Under the hood, both phones share a 4 nm chip architecture and identical RAM amounts, but their real-world performance tells a differentiated story. The Motorola Edge 60 Fusion's MediaTek Dimensity 7300 scores 738,727 on AnTuTu versus 619,557 for the Samsung Galaxy A36 5G's Snapdragon 6 Gen 3 — a roughly 19% gap that reflects a tangible advantage in sustained, compute-heavy tasks like gaming, video editing, and multitasking under load. Geekbench 6 scores, however, are remarkably close (multi-core: 2932 vs 2917; single-core: 1026 vs 1007), confirming that for everyday single-threaded tasks the two chips feel nearly equivalent.

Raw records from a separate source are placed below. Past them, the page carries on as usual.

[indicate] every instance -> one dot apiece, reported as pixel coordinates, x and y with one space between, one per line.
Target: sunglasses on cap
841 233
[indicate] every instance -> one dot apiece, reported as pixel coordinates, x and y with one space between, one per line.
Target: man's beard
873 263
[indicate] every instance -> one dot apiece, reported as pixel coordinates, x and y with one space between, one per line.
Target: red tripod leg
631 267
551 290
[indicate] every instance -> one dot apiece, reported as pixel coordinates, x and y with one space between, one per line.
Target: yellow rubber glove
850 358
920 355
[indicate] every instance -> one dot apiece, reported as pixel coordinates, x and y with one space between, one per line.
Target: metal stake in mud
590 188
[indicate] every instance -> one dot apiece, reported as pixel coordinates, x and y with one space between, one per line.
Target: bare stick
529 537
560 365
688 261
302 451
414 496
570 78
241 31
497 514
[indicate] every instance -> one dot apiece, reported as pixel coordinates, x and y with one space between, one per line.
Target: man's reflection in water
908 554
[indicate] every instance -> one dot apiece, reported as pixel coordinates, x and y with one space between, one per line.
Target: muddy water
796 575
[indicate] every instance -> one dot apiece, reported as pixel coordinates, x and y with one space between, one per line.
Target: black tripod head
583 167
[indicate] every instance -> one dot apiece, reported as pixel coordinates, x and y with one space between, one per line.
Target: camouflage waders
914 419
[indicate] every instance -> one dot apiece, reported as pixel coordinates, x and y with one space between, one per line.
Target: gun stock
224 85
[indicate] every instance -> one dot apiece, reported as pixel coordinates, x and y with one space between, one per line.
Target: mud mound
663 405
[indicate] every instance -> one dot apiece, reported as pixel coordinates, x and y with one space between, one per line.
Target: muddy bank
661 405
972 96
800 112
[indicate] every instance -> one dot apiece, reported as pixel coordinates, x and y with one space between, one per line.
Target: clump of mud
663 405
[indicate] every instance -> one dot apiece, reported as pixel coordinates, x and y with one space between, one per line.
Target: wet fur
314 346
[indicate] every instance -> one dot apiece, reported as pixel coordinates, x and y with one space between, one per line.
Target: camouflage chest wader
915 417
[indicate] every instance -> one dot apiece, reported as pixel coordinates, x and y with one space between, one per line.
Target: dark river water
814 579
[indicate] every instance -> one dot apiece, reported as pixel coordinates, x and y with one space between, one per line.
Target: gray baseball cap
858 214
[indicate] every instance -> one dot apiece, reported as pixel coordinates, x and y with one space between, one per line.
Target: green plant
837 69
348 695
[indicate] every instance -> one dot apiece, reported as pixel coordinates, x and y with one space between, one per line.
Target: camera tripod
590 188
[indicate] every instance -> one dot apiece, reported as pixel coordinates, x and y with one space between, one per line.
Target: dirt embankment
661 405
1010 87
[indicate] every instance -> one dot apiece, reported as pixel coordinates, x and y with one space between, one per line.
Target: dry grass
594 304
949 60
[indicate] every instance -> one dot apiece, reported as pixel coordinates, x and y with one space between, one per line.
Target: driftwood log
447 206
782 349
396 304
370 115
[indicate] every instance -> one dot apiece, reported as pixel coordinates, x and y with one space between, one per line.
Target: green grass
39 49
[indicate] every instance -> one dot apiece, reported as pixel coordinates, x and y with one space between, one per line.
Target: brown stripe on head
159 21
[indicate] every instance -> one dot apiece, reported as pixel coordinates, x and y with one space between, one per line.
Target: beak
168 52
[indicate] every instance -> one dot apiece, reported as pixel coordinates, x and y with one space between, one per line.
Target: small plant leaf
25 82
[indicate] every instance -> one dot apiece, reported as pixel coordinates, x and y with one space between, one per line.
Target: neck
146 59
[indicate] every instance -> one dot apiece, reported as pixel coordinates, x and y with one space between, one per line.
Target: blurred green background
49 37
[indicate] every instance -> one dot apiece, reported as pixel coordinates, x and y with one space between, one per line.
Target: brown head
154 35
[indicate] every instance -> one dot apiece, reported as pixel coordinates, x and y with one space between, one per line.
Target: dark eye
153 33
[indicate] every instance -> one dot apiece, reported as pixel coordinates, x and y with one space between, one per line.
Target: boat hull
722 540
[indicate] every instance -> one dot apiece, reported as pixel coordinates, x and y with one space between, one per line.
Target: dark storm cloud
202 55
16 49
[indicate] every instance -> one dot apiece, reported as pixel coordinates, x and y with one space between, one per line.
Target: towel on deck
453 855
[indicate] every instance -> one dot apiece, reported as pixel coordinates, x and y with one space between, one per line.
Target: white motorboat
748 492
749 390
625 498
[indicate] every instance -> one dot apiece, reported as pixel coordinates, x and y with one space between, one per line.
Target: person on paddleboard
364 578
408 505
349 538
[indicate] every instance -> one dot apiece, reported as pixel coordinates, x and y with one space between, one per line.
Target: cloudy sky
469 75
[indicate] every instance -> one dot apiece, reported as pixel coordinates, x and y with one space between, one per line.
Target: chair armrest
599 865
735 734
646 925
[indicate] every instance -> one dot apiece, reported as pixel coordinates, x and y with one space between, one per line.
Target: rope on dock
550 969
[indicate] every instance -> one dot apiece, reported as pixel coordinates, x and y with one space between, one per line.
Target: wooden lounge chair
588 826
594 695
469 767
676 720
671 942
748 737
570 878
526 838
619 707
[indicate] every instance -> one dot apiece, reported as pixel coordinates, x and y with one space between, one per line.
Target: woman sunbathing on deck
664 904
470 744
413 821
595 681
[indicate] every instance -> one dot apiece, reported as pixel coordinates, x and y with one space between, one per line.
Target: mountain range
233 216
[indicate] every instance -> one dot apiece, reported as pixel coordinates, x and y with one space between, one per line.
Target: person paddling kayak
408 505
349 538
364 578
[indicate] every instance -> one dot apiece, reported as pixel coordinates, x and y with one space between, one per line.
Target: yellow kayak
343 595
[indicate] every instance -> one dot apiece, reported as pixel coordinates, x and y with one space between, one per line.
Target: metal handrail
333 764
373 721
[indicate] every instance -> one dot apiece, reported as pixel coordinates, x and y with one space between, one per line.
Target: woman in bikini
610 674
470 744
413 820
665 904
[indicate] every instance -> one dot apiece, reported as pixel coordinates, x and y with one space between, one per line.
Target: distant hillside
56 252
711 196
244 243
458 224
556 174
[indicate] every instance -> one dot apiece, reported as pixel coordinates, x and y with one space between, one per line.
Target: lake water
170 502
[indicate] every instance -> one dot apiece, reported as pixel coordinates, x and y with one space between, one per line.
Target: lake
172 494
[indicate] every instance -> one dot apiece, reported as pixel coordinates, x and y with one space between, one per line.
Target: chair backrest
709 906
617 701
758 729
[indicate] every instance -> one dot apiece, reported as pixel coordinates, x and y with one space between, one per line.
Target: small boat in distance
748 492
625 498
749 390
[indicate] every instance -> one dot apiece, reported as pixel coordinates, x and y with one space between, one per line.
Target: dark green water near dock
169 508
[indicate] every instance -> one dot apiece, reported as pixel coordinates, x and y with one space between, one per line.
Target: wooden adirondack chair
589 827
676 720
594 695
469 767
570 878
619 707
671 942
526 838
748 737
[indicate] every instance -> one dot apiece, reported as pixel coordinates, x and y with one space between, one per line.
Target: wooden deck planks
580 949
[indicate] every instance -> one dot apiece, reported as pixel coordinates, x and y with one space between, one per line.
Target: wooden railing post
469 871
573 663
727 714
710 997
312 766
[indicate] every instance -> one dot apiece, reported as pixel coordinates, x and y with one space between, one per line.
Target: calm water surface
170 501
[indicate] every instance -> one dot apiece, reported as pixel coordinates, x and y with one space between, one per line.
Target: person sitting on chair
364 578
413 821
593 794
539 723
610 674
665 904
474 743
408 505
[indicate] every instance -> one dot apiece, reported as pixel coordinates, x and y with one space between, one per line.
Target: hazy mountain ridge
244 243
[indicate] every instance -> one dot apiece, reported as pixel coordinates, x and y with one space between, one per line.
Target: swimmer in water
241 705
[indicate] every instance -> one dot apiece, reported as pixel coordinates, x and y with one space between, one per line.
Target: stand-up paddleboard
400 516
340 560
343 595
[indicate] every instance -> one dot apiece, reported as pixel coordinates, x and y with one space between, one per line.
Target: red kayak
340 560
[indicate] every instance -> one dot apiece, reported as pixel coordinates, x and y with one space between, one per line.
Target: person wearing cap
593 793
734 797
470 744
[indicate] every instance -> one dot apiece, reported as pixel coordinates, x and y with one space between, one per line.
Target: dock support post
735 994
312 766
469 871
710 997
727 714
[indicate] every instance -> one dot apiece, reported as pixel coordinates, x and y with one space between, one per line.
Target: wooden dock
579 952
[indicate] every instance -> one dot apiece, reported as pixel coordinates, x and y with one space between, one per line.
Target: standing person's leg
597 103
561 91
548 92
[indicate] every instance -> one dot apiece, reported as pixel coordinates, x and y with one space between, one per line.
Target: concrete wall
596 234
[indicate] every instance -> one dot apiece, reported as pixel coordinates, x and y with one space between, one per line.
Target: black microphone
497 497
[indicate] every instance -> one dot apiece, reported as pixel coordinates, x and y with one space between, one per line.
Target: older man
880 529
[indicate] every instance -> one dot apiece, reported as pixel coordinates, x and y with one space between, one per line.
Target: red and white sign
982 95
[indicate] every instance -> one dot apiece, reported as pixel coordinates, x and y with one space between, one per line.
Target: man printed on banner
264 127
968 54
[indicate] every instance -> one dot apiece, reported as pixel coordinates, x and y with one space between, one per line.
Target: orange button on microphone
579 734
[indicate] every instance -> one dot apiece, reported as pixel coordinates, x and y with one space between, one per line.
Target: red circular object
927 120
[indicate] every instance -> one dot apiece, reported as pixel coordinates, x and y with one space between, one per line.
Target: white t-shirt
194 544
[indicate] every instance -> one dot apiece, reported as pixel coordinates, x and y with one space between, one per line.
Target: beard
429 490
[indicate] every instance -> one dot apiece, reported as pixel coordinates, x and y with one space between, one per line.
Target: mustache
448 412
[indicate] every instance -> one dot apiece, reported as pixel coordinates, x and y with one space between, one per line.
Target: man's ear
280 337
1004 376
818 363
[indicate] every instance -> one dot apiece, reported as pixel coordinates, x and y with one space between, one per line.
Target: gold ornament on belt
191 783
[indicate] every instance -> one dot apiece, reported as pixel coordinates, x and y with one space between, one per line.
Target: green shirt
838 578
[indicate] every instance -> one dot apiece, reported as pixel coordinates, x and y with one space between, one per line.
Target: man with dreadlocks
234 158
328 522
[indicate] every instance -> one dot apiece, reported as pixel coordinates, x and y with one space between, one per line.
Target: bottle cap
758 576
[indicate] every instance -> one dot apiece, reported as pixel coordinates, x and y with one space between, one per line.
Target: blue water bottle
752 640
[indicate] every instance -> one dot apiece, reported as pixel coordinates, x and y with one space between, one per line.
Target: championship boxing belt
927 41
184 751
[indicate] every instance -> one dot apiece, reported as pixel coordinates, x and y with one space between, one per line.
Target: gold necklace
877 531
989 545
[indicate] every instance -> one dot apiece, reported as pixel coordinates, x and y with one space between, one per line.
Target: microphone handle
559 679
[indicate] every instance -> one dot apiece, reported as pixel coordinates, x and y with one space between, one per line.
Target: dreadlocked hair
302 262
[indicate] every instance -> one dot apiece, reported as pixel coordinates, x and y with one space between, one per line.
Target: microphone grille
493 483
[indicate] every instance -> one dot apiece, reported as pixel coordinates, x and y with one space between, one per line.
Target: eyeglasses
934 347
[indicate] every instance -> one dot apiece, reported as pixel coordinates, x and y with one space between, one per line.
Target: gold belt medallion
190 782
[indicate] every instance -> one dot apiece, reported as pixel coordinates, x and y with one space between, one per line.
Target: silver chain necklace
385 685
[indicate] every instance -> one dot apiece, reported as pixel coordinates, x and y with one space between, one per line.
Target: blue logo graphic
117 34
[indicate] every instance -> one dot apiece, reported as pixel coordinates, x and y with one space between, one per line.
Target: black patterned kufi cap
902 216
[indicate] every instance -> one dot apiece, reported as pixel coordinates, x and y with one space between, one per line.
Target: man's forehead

Where the Edge 60 Fusion widens its lead is in GPU and memory performance. Its GPU runs at 1047 MHz compared to the A36's 800 MHz, meaning noticeably faster graphics rendering in demanding games or GPU-accelerated applications. The RAM subsystem is even more striking: the Motorola operates at 6400 MHz DDR5 versus just 2750 MHz on the Samsung — a more than 2x bandwidth advantage that keeps data flowing quickly between the CPU and memory, reducing micro-stutters during intensive use. The Edge 60 Fusion also supports a maximum of 16 GB of RAM versus the A36's 12 GB ceiling, offering more headroom for future configurations.
Storage is another decisive point: the Edge 60 Fusion comes with 512 GB of internal storage — double the A36's 256 GB — which is a practical, everyday differentiator for users who store large media libraries or avoid cloud reliance. Taken together, the Motorola Edge 60 Fusion holds a clear and consistent performance advantage across GPU speed, memory bandwidth, storage capacity, and peak workload benchmarks.